Le contó que le parecía que Richard Walker tenía una relación amorosa con una joven artista novel, Gina Black.

—Le organizó un cóctel en la galería y fueron cuatro gatos. Cuando entra en la galería me doy cuenta de que está loca por él. Lo siento por ella, porque apuesto a que la cosa no dura. Por lo que él comenta, creo que ha tenido un montón de novias. Piensa que se casó dos veces y que ninguno de los dos matrimonios le duró lo suficiente para cambiar los manteles. Seguro que sus esposas se cansaron de ver que era un donjuán y un ludópata.

A la semana siguiente, Pat habló de Elaine Carrington.

—Richard me ha dicho que su madre pasa la mayor parte del tiempo en su apartamento de Nueva York. Está resentida porque piensa que Kay, la nueva esposa de Peter Carrington, no quiere que vaya a la mansión a menos que ella la invite.

»No creo que Richard haya ido mucho a Nueva Jersey —prosiguió—. Me dijo que entiende lo difícil que debe de ser para Kay, sabiendo que casi con toda probabilidad su marido mató a su padre, aunque no lo recuerde. Richard me dijo que cree que debió de pasar lo mismo que cuando Peter agredió al policía. Bueno, las dos hemos visto el vídeo en la tele. Estaba claro que Peter Carrington estaba totalmente fuera de sí. Daba miedo.

—Desde luego —asintió Trish—. ¡Qué triste casarse con un tío con tanto dinero y luego enterarse de que está pirado! Aparte de esa artista, ¿tiene alguna pista nueva sobre la vida amorosa de Richard?

—Bueno, hay algún indicio, sí, pero no estoy segura de que sea nada nuevo. Hay una mujer que le ha estado llamando; debe de ser una de sus ex. Se llama Alexandra Lloyd.

—Alexandra Lloyd…, un nombre curioso —comentó Trish—. A menos que se lo haya inventado. Quizá se dedique al espectáculo. ¿La has visto alguna vez?

—No. Apuesto a que es artista. De todos modos, él pasa de sus llamadas.

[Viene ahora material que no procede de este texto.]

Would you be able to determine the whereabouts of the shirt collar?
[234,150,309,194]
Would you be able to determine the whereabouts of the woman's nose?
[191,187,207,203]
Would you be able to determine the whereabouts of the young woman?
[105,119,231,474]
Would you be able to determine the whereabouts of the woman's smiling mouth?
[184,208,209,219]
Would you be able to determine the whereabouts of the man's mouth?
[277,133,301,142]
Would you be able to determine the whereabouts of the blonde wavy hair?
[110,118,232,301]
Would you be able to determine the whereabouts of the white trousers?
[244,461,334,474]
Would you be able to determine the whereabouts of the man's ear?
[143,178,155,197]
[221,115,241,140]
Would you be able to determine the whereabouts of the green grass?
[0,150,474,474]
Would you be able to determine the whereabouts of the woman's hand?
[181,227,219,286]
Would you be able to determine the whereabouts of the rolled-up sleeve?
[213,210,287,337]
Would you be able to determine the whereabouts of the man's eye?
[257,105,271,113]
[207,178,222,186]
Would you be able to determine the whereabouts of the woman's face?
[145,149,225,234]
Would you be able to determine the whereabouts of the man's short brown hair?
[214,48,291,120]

Tres días después, como Pat Jennings no podía aguantar hasta la siguiente reunión con Trish, le telefoneó.

—Richard está hecho polvo —susurró al auricular—. Sé que ha perdido dos grandes sumas en las carreras. Su madre vino a verlo esta mañana. Cuando llegué, estaban en su despacho, con la puerta cerrada, ¡y no veas la que tenían liada! Él le decía que necesitaba dinero, y ella le gritaba que no tenía. Entonces él dijo algo sobre que ella sabía perfectamente de dónde sacarlo, y ella gritó: «¡Richard, no me hagas recurrir a eso!».

—¿Y qué quería decir? —preguntó Trish, sin aliento.

—No tengo ni idea —admitió Pat—, pero me encantaría saberlo. Si lo descubro, te llamo.